In the previous Nineveh Governorate Council elections, the Ezidis won eight seats within the framework of various lists and alliances, but Saad Battoush, head of the Progress Party, fears that the dispersion and division of the Yazidi votes will reduce the number of their seats to three seats.
Unfortunately, like every time, we were not able to unite our ranks
In the 2021 parliamentary elections, the number of voters in the Shingal electoral district was 270,000, but only 60,000 cast their votes, according to statistics from the Election Commission of Ezidi Progress Party.
Daoud Jundi, the head of the PUK’s organizations in Shingal, stated that the division and dispersion of votes does not only include the Ezidis, but has become a feature that accompanies the multiple ethnicities and religions in the governorate and even throughout Iraq,
“Therefore, forming a joint list for the Ezidis was impossible.”
Mishal Nawaf, 24-years-old resident of the Sinuny sub-district of Shingal, said, “This division is not in our interest. We have become parties and groups and do not have a common vision.”
He added that these parties preferred their personal and partisan interests over religious interests.
According to the electoral law, Nineveh Governorate is a single electoral district, and in this case, the Ezidi candidate can seek the votes of other Nineveh regions and vice versa.
The number of seats in the Nineveh Provincial Council, according to the election law, is 29 seats for over 3,800,000 people, three of which are quota seats allocated to Christians, Ezidis and Shabaks.

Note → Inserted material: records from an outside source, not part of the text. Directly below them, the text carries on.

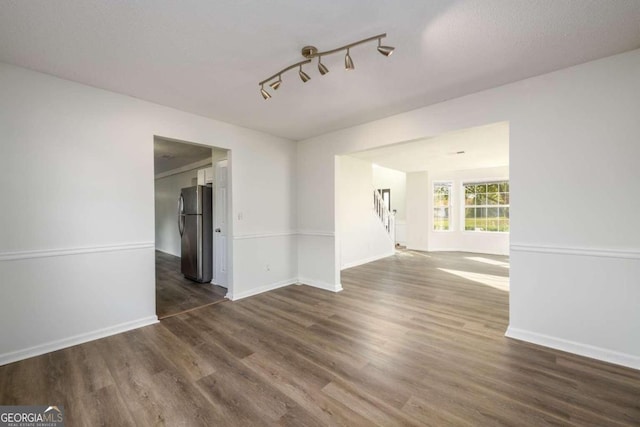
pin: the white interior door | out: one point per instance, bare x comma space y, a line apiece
220, 225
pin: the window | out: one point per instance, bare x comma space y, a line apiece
386, 196
441, 206
486, 206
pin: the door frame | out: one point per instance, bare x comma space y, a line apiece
230, 239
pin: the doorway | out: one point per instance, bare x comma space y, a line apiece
185, 170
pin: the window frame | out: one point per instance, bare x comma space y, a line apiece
449, 206
463, 205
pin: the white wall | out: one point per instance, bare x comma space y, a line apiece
363, 238
457, 239
573, 146
77, 165
417, 209
167, 191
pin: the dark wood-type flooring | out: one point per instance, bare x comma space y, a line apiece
176, 294
406, 343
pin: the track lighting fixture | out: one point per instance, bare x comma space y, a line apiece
348, 62
311, 52
264, 93
303, 76
321, 67
385, 50
275, 85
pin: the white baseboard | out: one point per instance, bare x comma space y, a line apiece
367, 260
238, 296
75, 340
599, 353
320, 284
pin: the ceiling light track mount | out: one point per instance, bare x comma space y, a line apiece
311, 52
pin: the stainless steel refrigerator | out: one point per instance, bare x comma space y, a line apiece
195, 223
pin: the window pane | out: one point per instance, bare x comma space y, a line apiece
492, 219
470, 199
493, 198
481, 219
487, 206
469, 219
441, 218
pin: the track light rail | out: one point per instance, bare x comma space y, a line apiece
310, 52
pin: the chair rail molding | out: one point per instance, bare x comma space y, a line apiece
45, 253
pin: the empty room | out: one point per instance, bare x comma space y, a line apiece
312, 214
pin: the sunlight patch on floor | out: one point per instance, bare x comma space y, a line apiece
488, 261
497, 282
412, 254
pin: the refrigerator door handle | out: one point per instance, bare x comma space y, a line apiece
181, 215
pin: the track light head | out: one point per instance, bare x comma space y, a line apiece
385, 50
321, 67
264, 93
275, 85
303, 76
348, 62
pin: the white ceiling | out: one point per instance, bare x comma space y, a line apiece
207, 57
169, 155
483, 147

The dispersal of the Ezidis before the elections comes despite the fact that Shingal district has been regained from ISIS’s control since November 13, 2015, but only 35% of Sinjar’s displaced people, most of whom are Ezidis, have returned to their hometowns. Overall, the Ezidis hope to be able to address this problem through the local government in Nineveh.
In the 2021 parliamentary elections, 120,120 displaced people across the country were entitled to vote, most of whom were in Dohuk, according to statistics obtained by the (Kirkuk Now) from the Independent High Electoral Commission in Iraq IHEC.
Ezidis constitute 30% of 664,000 Internally Displaced Persons IDP in the IKR, and the fate of more than 2,600 kidnapped Ezidis remains unknown.
Khudida Karto, a displaced person residing in Kabartw camp in Dohuk Northern Province, said, “Let them participate in the elections however they want. For us, the most important thing is that they return us to Shingal and that the situation there stabilizes.”
“We hope that they will not be mere promises as we saw in the past.”